Horrocks: A reviewer on Goodreads has suggested that someone tackle a “piece of psychoanalytic criticism on this book and its, um, treatment of children…” To which I can only say, please, let’s not. Because I’m very aware that children end up in plenty of the “ugly” moments you mention, as both agent and subject. I had a happy childhood, but I have a vivid elementary school-age memory in which I very seriously made myself promise myself that I wouldn’t become one of those adults who thinks that childhood is all sunshine and puppies. I knew that the scale of the problems and choices I faced as a kid might be small, but I reasoned that I was myself very small, and so they felt very, very large and stressful to me, and I told myself I shouldn’t ever forget that. I haven’t. As an adult, I’ve also been interested in how the burdens children place on their caregivers, however much the children are loved, are still complicated, messy burdens. I haven’t seen children in fiction described as “furniture” (a comparison that rings true), but I’ve heard other writers say that children are difficult to write because they’re all the same, and nothing is really at stake in stories about their lives. Which I think is crazy talk. The writer Elizabeth Weld does amazing child POVs: check out her story “Patience” on Blackbird.

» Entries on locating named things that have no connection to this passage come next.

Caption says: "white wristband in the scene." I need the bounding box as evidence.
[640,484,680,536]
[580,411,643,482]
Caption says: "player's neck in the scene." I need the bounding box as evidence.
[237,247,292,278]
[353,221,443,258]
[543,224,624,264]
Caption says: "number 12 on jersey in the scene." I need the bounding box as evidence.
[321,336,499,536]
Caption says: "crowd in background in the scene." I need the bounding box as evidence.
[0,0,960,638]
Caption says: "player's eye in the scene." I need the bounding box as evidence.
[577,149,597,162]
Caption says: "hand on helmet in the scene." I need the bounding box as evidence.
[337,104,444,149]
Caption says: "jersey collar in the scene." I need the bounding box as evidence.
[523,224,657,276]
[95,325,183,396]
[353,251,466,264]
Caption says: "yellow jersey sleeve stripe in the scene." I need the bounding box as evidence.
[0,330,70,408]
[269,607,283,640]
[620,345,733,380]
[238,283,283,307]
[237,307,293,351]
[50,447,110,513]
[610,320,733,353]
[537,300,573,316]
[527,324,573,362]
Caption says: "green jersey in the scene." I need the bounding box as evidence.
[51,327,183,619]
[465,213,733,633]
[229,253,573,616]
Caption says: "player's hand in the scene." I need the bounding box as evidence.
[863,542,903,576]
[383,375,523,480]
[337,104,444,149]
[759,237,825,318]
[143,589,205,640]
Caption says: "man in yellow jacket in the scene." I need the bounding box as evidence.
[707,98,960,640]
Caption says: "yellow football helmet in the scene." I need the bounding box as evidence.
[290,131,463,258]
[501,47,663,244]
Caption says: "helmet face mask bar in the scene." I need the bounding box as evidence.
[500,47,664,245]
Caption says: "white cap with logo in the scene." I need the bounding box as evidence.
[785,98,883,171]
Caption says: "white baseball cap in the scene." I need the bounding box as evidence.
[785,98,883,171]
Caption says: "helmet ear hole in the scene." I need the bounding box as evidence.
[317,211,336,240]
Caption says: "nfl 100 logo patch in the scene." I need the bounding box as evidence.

BAB: We love fiction that tries to show readers the truth about what it means to be human.  And being human is sometimes ugly and unpleasant.  Several stories in this collection look unflinchingly at what’s ugly about our lives and decisions–even in some cases involving characters who normally elicit sympathy from readers, such as children.  What is it, do you think, that so regularly attracts you to these moments? 

Horrocks: I write, partly, as a way of making sense of the world to myself—I think via the page—so I’m drawn to the things I understand the least. I’m a pretty happy person. I’m living a pretty happy life right now. So I find myself, in my work, drawn to cruelty, drawn to people who are making bad decisions and hurting themselves or others through their choices, but are still people I, and hopefully the reader, empathize with.